Вершков оказался прав: на меня нагружают станок «максима» — его и положено носить второму номеру; первый номер — сержант Ильченко и боец из другого расчета поднимают 32-килограммовый станок за колеса и взваливают мне на плечи. Меня шатает от железной тяжести, начинает ныть нога, но «пищать» поздно. Ильченко мой и свой автоматы надевает на плечо, на спину приспосабливает на ремне щиток, кряхтя, поднимает и кладет на свободное плечо кожух «станкача», а в руку еще берет коробку с пулеметной лентой. Мы движемся цепочкой в наш тыл.

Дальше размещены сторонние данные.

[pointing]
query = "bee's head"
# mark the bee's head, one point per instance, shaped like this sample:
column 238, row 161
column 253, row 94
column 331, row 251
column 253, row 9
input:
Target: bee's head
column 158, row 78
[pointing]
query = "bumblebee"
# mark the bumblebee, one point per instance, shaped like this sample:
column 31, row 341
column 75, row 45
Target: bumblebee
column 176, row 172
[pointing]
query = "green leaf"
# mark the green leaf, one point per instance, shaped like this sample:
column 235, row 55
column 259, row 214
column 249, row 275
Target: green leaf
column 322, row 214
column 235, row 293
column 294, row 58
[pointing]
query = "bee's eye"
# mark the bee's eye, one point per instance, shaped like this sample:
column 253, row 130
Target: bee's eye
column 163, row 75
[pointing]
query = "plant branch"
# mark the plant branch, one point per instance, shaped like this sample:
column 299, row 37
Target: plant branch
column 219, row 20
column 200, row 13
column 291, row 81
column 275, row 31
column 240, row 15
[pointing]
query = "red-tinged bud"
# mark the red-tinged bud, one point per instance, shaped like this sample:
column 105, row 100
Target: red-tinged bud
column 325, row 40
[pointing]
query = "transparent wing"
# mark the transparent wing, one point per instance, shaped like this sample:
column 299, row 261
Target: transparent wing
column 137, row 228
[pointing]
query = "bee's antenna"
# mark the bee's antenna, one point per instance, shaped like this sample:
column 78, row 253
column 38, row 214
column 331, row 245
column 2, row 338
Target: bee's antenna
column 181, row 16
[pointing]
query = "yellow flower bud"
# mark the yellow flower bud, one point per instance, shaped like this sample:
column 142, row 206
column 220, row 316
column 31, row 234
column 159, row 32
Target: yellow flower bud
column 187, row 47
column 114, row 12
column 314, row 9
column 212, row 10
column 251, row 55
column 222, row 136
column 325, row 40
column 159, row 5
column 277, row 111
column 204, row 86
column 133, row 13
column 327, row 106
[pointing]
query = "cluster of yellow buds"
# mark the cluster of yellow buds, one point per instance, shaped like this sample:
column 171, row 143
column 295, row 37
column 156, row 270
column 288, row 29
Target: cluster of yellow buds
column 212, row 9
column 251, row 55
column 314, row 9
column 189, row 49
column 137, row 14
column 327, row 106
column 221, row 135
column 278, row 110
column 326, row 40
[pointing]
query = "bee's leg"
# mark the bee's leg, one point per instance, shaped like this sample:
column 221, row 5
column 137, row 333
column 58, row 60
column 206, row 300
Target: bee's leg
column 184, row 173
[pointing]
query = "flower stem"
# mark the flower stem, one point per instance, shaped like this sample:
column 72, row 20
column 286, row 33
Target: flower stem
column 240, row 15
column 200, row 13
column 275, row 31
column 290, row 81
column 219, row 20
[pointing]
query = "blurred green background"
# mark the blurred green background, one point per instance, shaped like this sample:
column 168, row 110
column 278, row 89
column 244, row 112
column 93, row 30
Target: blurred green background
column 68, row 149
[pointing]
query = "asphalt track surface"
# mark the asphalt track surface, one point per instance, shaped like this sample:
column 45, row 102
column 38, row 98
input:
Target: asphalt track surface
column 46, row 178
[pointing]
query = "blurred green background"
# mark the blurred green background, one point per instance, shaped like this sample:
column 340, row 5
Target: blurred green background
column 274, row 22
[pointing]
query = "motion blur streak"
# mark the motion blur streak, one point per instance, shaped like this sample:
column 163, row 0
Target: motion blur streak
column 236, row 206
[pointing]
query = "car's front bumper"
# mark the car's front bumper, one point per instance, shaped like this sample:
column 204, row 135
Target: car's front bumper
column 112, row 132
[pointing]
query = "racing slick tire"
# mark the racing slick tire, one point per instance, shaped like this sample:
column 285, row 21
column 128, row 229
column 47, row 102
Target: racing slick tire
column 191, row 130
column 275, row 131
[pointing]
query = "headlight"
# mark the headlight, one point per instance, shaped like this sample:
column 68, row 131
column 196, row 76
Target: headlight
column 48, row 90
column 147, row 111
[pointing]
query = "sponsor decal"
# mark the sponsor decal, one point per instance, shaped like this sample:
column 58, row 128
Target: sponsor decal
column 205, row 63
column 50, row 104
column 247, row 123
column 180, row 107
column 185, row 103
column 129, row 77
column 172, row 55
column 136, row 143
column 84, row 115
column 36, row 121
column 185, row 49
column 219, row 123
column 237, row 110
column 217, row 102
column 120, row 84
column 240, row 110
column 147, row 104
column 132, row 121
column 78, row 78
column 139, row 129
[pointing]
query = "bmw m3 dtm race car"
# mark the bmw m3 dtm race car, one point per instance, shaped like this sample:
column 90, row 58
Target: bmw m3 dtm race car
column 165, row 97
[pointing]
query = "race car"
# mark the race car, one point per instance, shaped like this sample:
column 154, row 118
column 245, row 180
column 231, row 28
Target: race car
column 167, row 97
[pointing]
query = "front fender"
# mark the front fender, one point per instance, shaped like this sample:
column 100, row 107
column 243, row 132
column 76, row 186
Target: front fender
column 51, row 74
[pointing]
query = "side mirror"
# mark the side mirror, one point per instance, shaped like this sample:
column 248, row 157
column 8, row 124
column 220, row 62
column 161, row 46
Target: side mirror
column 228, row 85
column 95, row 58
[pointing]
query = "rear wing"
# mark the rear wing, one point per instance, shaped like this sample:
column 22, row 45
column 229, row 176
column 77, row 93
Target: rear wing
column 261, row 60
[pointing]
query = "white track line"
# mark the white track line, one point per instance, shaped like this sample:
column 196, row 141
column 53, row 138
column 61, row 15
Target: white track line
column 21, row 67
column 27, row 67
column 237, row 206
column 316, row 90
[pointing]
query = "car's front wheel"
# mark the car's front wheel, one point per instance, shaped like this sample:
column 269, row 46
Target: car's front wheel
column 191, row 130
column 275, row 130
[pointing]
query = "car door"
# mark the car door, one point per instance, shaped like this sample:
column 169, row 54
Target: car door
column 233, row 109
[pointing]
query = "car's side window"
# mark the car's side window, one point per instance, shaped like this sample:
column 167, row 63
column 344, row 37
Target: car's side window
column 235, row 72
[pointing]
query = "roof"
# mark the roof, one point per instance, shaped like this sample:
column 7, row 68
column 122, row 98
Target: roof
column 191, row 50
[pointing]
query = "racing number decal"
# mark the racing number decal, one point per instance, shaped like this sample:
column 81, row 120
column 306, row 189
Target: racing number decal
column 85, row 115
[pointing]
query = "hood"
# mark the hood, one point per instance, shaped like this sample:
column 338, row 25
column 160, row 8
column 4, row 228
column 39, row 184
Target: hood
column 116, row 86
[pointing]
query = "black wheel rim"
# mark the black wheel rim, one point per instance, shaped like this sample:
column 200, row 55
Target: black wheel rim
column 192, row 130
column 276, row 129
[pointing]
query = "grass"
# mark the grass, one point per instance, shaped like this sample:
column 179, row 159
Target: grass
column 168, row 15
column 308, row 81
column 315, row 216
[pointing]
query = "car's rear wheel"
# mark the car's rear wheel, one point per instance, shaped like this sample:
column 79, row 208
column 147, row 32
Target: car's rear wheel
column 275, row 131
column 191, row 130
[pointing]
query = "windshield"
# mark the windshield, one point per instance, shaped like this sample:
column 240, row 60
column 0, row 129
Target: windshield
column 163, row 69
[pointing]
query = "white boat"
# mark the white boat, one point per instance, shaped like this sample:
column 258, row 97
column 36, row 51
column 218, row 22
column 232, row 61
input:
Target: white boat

Блиндаж догорает. Батальон вытянулся на дорогу, построился, и капитан Распоров командует:
— Направляющая рота, шагом арш!
В синем ночном мире тишина. В ней тяжелые, размеренно-грозные шаги стрелкового батальона. Как пехотинцы, никто не умеет ходить. Все оружие на себе. Огромные кубанские звезды тепло помигивают на светлеющем небе. Пробегают по нему ножевые лезвия прожекторов. Мы идем по Крымской. Станицы нет — есть развалины, дома без людей. Мертва когда-то богатая веселая Крымская. Враг стремится создать «зону пустыни» — угоняет или расстреливает жителей, сжигает или взрывает дома, электростанции, клубы, больницы, мосты, портит шоссе, специальной машиной разворачивает железнодорожный путь. Как изобретательна мысль фашистов, направленная на уничтожение! Телеграфные столбы порваны толовыми шашками, фруктовые деревья подпилены, чтоб не могли плодоносить… Душная злоба сжимает мою грудь — ненавижу фашистскую мразь. Сбоку дороги стоит и смотрит на нас единственный крымчанин — грязно-белый громадный отощавший котище. Это ж надо: в станице, где жили тысячи людей, теперь бродит одинокий кот, одичалый, точно зверь! Больше ничего вокруг живого: ни мигающих огнями белых домов, ни людей, ни собак, ни скотины.